People are always surprised that as politically engaged (Courtney just gave up a job with Mayor Bloomberg to move to Harrisburg, Penn., so that her husband, David, could work for Gov. Ed Rendell), as talented (she has a few essays in a book whose name I won’t mention), and as funny (she said that buying my house for the windows was like buying a Mercedes for the cup holder … well, I think that’s funny) as Courtney is, she is so happy practicing the domestic arts. She’s like me. I’m Margaret Stewart: cooking, baking, sponge-painting, gardening, and, occasionally, grouting tile—but without a staff. When I talk to Courtney (several times a day), we might mention Bush on the USS Abraham Lincoln, but we quickly slip into a discussion of how much you can increase the amount of brown sugar in chocolate-chip cookies before they turn into pralines (1 and 1/2 cups brown to 1/2 white) or why, in our attempt to eat healthily, we can’t knead the whole-wheat bread into submission. (It remains sticky.) At lunch, when we weren’t making architectural drawings, we were deconstructing the bread served. Was it made with yeast or a starter? It didn’t have irregular holes in it. The crust? Not crackly. Maybe their oven wasn’t hot enough? Hey, maybe they want the Thermador!

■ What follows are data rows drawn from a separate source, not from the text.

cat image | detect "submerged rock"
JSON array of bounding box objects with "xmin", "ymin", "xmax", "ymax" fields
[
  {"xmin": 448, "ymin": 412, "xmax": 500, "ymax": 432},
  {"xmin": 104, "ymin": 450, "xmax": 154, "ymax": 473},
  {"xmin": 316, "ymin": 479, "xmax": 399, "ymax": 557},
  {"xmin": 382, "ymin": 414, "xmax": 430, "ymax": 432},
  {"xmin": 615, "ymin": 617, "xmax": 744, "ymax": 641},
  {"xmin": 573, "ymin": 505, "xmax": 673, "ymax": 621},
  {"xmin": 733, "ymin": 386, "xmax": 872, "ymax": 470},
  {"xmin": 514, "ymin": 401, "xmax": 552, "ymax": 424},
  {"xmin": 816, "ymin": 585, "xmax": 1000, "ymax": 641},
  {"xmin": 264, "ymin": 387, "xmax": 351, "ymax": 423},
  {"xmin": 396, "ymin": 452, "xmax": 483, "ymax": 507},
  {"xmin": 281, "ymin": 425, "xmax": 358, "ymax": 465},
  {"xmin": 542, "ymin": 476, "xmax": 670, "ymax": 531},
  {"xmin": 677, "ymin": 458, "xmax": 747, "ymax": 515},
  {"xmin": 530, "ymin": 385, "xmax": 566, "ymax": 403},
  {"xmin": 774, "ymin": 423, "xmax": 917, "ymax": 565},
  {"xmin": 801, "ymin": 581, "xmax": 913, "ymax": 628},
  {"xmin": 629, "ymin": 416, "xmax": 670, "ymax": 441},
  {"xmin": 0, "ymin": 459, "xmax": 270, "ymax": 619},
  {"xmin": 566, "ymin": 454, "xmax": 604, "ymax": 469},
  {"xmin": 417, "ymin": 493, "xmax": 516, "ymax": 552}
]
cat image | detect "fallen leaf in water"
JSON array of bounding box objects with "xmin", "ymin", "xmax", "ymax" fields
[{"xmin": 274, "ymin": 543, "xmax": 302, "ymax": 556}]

For all the differences between my life and my mother’s, I am like her in more ways than I am not. My parents taught me to read when I was 3, but they also taught me to pitch in as they planted tomatoes and zucchini, knocked down walls and added bathrooms, made our clothes and our dishes. (We had a kiln in the basement.) If I ever had a piece of store-bought bread, I don’t remember it. This was their way of making sure my older brother, who was brain-damaged at birth and never learned to read or write, had a lot of life around him to take part in. When I was young, I thought my upbringing would turn out to be useful only if I wanted to become an interior designer or a survivalist. But, for reasons too long to write about, it led me into journalism as surely as if we talked about the missile gap every night at dinner.

On Mother’s Day, I’ll be reading from my book at Politics and Prose bookstore (C-SPAN’s Booknotes is airing the reading), and Courtney and David and my brother Jimmy will all be there. Afterward, we won’t be celebrating me. We’ll roast a chicken, mash some potatoes, and bake an apple pie; I’ve already got the starter going to make bread. We could visit my mother’s grave on Mother’s Day, or we can have a feast. A feast it will be.

This morning I did radio interviews in my pajamas 

After spending this morning doing three drive-time radio interviews in my pajamas—not a bad way to make a living—I’m now heading to the Department of Motor Vehicles. Is there a worse department in all of government? I spent two hours a few weeks ago trying to get my address changed on my driver’s license and registration, which had expired. I had the deed with all kinds of official stamps on it. But I didn’t have a utility bill, so no dice. The gas company holds my parking sticker in its hand.